今日は塗師の方と柄巻師のお二方が工房におられました。

塗師の方は真剣な表情で作業をされていたので、気が引けて話しかけられず。
柄巻師の方は荷物の梱包作業をされていたので、遠慮せず話をさせていただきました。


▲鞘師と柄巻師の工房


▲柄巻の作業工程を示す展示

柄巻師
柄を巻く
鮫革(さめがわ)が縁の下の力持ち
柄巻(つかまき)は刀剣を操るために柄(つか)を補強することと実践的に手溜(てだまり)をよくする目的で行われたものです。古代では、刀の柄(つか)は漆木や藤づるで巻いたりしていましたが、江戸時代になると革包みにして正絹の組紐(くみひも)で菱に巻かれるようになりました。補強と組紐(くみひも)がずれない工夫として鮫革(さめがわ=エイ)を使いました。上質な鮫革(さめがわ)は一匹のサメ(エイ)から一枚しかとれません。
(出典:現地の看板)


▲柄巻の作業場の様子


▲鮫革

刀の柄は水に弱く、雨の日に刀を携帯するときは柄袋という革製の袋を被せていたそうです。
柄の手入れは、乾いた布で拭く程度のことしか出来ず、痛んでくると巻き直すとのこと。

刀が実用品として使われていた時代は、職人の数としては柄巻師が最も多く、柄の巻き直しの需要はかなりあったそうです。例えば正月前に巻き直し、新年は新しい柄で迎えるといった具合に、現代の観賞用の刀とは柄の巻き直しの頻度が全く違っており、数多くの職人が必要だったようです。

説明のために置かれているパネルを見ると、鮫革を柄に貼り付けるには続飯(そくい)を使うとのことでしたが、「続飯って何ですか?」と尋ねると、「練ったご飯です」とのお答え。
字面ではご飯ですが、まさか本当にご飯を使うとは思っていませんでした。
組紐の固定には松ヤニが使われているそうです。

柄の巻き直しは、柄だけを刀から取り外して職人さんに預けるのかと思いきや「目釘の穴が広がっている場合の補修には刀身の穴の位置を正確に知る必要があったり、組紐をきつく巻くことで柄の内側が狭くなって刀身が嵌まりにくくなったり、鞘と柄の見た目のバランスを取るといった目的で、鞘も含めた一式を柄巻師さんに預けるのが一般的とのこと。

現代では刀身に合わせて拵え(こしらえ:外装パーツ)を作りますが、刀を実用目的で使っていた時代では、拵えに合わせて刀身の方をいじる(短くしたり、目釘の穴を開け直したり)ということをしていたそうです。
使い手が使いやすいように刀を改造してしまうわけです。

「もったいないなぁ」と思ってしまいますが、それは現代の感覚。

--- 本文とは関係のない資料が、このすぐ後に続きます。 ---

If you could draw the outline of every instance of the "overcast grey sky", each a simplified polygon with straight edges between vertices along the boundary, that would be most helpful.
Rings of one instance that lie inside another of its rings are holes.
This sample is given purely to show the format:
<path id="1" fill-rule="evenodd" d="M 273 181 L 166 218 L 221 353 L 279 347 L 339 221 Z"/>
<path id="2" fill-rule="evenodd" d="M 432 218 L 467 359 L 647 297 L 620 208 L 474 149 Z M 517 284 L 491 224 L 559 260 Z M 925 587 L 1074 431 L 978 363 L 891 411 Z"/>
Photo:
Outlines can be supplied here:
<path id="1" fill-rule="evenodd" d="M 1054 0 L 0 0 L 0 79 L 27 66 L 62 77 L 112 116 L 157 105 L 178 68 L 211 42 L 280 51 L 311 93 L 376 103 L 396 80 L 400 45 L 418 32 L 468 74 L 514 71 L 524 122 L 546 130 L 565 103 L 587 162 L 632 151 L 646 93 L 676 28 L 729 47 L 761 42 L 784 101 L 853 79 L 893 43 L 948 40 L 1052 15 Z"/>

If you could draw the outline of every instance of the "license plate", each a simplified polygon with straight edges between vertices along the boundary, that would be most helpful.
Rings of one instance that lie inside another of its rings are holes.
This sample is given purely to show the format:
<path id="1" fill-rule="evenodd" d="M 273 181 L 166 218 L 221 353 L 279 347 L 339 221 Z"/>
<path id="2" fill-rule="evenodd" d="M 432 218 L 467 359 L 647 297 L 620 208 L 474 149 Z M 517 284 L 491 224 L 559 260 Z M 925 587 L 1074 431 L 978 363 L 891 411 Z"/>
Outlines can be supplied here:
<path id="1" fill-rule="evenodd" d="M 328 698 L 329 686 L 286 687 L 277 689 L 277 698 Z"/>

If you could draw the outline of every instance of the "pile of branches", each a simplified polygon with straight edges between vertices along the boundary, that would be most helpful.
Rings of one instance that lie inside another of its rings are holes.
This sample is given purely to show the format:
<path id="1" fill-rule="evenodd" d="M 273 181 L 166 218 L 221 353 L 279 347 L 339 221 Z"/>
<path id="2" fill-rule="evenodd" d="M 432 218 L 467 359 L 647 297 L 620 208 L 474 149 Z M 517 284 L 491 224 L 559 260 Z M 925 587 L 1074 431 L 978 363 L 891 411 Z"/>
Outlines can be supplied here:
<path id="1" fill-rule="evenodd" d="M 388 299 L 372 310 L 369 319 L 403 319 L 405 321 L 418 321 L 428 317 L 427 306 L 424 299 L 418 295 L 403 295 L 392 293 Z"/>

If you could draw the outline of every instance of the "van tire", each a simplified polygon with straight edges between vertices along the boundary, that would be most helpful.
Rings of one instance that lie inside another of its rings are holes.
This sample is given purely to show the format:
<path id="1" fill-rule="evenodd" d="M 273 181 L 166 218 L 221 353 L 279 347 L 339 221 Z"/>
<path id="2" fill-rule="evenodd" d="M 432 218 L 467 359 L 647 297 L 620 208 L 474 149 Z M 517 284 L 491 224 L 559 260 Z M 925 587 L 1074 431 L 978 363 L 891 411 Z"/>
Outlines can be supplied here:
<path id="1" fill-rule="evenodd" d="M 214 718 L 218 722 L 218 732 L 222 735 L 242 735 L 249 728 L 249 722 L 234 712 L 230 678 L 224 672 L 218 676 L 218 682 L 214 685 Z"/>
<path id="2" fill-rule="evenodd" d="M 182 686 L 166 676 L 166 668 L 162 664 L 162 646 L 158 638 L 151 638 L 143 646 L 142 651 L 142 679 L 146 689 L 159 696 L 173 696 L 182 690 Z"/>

当時は命を預ける武器だったわけですから、使いやすいように刀の形を変えるのは自然なことだったんでしょうね。

色々と興味深いお話を聞かせてもらえて、これだけでも今日ここへ来たかいがありました。

刀剣の里の工房を見た後、外に出ようと思うと売店の中を通るのが順路になっています。
売店はただのお土産物屋さんではなく、10万円未満で買える小刀や1万円前後の包丁、日本刀の手入れ道具など、刀剣の里らしい商品がたくさん置かれていて、お金が無くて買えもしないのに、長く居座ってしまいました。

12:30
備前おさふね刀剣の里を出ました。

「先発の列車は13:28香登発。駅まで徒歩20分だから40分ほど時間が余るなぁ。さてそれまでどうしようかな」と思っていたら、駐車場の西端に周辺の案内図があり、見ると刀剣の里の目の前に「城之内(伝兼光屋敷跡)」なるものがあります。

見ると、農地の中に2箇所残っている土塁がその屋敷跡のようです。


▲城之内(伝兼光屋敷跡)写っている建物は城之内工房

城の内(伝兼光屋敷跡)
 城の内築地(つんじ)と呼ばれているこの地は、南北朝代、太刀を鍛えた褒美として足利尊氏から、当時の名工兼光が賜ったと伝えられています。
 一町(約100m)四方の壕をめぐらし、四方に櫓を建てた城に、代々鍛冶が居住し、鍛刀したといわれています。文明十五(一四八三)年、福岡合戦のとき松田勢によってこの城のほか周辺の民家までがすべて焼き払われたことが『備前軍記』に記されています。
 長年にわたって作刀の地であったことから、この辺りの田畑からカナクソと呼ばれる鉄滓が多く出土しました。
 瀬戸内市教育委員会
(出典:現地の看板)

帰宅後にGoogleマップの航空写真を見ると、堀と土塁に囲まれた屋敷の形がなんとなく見えたような気がしました。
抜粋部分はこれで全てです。